Skip to content

limits_concurrency uses fewer workers than expected for the same concurrency_key #694

@ascullion-FS

Description

@ascullion-FS

How to reproduce

  • Create a job with a concurrency above 1 and a common concurrency_key (see code below)
  • In the Rails console, enqueue many instances of the job
  • In a separate terminal, run JOB_PROCESSES=5 bin/jobs

At first, 5 jobs will run in parallel. After the first round, most of the time, fewer than 5 jobs will be processed at a time. Often, as little as one worker will process all of the jobs.

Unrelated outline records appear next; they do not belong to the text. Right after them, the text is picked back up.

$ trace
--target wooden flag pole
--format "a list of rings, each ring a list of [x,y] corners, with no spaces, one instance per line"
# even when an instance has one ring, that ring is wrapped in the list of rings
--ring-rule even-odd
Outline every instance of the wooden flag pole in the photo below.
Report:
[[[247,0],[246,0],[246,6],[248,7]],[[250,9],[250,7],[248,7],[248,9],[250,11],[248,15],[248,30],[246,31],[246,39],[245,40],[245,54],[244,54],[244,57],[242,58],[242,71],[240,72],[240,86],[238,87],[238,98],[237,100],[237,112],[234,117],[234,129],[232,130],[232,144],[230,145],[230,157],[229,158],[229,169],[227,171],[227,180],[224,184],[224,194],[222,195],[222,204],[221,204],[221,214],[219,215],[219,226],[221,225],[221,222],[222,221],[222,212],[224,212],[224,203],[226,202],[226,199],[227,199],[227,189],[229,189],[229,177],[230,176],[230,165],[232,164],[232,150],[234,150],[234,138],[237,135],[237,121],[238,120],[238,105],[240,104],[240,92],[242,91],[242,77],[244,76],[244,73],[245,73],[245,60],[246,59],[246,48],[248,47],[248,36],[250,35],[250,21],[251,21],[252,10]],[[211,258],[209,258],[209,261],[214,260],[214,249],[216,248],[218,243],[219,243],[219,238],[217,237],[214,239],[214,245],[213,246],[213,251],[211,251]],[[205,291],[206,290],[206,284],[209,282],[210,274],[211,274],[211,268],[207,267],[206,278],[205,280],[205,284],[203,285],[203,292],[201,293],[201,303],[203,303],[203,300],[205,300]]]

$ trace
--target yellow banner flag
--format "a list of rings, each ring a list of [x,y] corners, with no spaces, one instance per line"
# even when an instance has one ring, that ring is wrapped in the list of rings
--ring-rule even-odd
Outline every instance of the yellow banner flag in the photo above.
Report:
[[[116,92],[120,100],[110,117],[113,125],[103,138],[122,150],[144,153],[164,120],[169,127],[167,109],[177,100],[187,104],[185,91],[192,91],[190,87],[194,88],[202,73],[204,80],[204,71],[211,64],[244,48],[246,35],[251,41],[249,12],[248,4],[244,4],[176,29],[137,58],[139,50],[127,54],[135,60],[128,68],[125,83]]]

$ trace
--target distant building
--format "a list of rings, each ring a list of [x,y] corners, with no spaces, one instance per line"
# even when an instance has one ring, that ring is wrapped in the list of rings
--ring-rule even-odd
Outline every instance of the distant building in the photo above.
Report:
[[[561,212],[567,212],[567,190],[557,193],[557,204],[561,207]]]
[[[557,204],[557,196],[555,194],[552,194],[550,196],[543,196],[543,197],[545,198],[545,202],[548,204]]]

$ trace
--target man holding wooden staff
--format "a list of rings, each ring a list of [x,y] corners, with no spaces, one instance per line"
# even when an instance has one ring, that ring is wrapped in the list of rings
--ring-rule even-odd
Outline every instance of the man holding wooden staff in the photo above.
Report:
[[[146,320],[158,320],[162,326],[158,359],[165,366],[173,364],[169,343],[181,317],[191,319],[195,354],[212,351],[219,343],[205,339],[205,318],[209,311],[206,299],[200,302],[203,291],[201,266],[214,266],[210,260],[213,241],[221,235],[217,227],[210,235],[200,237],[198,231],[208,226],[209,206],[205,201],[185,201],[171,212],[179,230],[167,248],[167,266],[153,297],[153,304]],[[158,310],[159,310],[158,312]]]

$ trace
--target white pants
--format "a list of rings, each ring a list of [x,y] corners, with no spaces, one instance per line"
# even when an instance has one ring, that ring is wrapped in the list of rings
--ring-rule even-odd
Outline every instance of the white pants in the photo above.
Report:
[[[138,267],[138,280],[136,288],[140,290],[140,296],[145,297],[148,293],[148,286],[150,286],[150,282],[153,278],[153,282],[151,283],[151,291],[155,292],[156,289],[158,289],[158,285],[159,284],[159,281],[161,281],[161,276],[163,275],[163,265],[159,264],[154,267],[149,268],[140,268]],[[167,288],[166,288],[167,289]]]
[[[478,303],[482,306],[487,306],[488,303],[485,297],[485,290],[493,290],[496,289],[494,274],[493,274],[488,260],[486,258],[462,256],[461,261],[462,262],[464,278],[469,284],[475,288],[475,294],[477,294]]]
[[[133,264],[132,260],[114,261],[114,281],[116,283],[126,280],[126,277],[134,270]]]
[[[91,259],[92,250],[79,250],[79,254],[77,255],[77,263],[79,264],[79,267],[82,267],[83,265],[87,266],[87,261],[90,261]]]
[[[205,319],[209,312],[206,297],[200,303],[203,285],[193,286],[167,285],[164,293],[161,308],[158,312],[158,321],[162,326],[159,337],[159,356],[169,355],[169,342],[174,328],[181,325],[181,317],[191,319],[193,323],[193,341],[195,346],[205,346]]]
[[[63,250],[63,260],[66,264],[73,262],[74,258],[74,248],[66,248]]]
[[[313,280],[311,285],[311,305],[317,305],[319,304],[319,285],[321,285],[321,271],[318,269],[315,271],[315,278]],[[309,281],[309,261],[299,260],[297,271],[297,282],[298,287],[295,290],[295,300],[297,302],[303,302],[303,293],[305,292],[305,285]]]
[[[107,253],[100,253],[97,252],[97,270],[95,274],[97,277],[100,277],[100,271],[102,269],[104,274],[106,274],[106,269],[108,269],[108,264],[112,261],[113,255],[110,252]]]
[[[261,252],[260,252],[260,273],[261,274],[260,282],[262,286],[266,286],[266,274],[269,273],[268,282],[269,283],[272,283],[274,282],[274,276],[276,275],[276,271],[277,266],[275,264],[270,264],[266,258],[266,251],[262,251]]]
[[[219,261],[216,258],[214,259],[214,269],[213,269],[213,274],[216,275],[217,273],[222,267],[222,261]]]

class DummJob < ApplicationJob
  limits_concurrency to: 5, key: name
  def perform(id)
    puts "Processing job #{id}"
    sleep(1)
  end
end

# In the Rails console
20.times do |i|
  DummJob.perform_later(i)
end

The cause

The problem is caused by a race condition and the behavior of the query used to retrieve the next blocked execution in a non-blocking way. The query below doesn't lock a single row with the specified concurrency_key, but rather locks a whole range of records with the same concurrency_key, even though only one row is returned. When two workers run this query at the same time, the second worker retrieves no records, assumes that there are no remaining blocked jobs, and moves on. This leaves the application in a state where the semaphore value is 4 (correct), but no workers are picking up the blocked jobs until they are unblocked one at a time every 10 minutes by the orchestrator. This can be dislodged by queueing more jobs since they get added to the ready_executions table, but if you have large spikes of jobs being queued (like we do), this mechanism isn't reliable.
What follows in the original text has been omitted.